This is an appeal from the judgment, and there being no statement on appeal, we can only examine such questions as arise on the judgment roll. The affidavit and notice of motion to strike out defendant’s answer, and affidavit of service of said notice, constitute no part of the judgment roll, and are improperly in the record. (Abbott v. Douglass, 28 Cal. 295.) Disregarding these documents, as we are compelled to do, and looking to the judgment roll alone, it cannot be determined upon what ground the District Court struck out the defendant’s answer. We cannot presume error, and the record does not show that the Court erred in striking out the answer. The judgment, therefore, cannot be reversed on this ground.
The affidavit of service of summons we think sufficient. The affiant states the facts which would make him a competent witness on the trial of the action, and an averment that he is a competent witness would only be the expression of his opinion upon the subject, and would add nothing to the force of the facts already stated.

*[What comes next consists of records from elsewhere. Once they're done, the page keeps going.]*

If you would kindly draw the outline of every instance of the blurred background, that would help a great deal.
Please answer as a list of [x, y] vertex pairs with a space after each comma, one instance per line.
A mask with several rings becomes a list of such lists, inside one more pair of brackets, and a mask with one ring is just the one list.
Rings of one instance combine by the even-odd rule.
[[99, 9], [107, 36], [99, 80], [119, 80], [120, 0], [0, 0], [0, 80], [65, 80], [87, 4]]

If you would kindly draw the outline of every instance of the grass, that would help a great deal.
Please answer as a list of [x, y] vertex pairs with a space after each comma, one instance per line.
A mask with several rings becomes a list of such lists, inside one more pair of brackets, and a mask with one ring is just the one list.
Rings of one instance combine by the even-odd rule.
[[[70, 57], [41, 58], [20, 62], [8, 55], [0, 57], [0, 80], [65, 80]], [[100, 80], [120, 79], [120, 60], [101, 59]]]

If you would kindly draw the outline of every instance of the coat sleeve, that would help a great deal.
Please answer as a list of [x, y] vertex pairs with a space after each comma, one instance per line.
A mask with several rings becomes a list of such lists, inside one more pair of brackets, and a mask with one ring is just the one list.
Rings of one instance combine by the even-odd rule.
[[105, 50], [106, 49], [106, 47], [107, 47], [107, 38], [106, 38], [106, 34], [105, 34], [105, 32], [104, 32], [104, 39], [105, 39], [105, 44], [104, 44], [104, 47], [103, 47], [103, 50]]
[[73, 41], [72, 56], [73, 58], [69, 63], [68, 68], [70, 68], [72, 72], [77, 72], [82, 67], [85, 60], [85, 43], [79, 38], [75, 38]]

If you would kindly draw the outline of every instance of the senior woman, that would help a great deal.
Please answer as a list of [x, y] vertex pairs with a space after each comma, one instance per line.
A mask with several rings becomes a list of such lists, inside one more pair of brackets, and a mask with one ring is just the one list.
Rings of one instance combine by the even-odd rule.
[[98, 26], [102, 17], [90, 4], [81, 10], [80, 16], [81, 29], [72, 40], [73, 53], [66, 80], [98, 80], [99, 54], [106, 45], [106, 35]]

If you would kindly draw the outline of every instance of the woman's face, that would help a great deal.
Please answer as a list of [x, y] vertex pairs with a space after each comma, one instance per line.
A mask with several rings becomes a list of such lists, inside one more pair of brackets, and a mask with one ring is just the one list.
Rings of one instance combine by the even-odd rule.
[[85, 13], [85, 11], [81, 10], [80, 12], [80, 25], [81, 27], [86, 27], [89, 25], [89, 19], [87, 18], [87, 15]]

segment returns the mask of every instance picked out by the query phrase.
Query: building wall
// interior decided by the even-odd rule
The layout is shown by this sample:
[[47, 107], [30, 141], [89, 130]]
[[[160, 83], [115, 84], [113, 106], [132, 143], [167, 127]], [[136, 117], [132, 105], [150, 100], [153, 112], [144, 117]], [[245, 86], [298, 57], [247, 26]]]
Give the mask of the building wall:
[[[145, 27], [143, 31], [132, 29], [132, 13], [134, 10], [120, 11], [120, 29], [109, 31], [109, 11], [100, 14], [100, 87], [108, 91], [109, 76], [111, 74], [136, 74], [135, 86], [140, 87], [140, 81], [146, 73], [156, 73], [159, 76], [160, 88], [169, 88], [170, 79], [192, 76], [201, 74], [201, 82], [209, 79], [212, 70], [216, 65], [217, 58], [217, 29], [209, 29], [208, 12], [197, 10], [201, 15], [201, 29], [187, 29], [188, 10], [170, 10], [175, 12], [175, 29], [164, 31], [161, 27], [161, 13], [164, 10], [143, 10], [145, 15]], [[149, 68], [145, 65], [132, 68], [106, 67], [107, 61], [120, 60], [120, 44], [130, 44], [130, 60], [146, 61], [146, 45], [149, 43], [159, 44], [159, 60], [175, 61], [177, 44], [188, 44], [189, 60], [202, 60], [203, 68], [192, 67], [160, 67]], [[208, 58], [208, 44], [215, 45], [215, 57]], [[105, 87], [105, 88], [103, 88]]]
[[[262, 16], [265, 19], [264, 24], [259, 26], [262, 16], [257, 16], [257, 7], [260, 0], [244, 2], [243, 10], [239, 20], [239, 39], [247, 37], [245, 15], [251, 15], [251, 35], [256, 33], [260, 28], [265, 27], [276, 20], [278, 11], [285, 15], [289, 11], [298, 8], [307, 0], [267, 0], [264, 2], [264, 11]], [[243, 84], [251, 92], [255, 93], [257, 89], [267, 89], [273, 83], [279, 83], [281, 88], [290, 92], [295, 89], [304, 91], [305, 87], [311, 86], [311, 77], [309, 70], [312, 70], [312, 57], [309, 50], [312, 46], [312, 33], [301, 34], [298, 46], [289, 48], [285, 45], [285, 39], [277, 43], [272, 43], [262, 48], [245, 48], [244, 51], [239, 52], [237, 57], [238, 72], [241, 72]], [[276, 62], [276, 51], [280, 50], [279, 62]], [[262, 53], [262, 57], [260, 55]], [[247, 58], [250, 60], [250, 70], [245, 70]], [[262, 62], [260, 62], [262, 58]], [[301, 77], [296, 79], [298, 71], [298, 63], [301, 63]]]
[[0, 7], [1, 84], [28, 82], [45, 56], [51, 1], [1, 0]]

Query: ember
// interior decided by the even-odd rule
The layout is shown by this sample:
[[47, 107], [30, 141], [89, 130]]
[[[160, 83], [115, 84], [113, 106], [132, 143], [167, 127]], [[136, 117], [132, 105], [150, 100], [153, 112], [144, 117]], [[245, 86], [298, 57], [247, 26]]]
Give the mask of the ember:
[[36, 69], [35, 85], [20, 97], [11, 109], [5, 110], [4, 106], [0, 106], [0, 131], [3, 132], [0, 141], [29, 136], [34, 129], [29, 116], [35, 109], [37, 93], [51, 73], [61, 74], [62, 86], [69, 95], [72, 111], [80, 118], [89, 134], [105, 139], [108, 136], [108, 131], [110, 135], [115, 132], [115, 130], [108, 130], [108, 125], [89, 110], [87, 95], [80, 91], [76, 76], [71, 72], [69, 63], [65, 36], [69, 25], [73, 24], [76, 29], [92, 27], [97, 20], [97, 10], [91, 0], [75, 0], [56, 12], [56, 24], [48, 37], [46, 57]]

Whether the Court examined witnesses as to the damages, does not appear from the record. The general sum claimed in the complaint was not for use and occupation merely, but damages. The plaintiff alleges his damages at two hundred dollars, and demands judgment for that sum, as damages. There is no error disclosed in awarding two hundred dollars damages.
On the record properly before us, we think the judgment must be affirmed, and it is so ordered.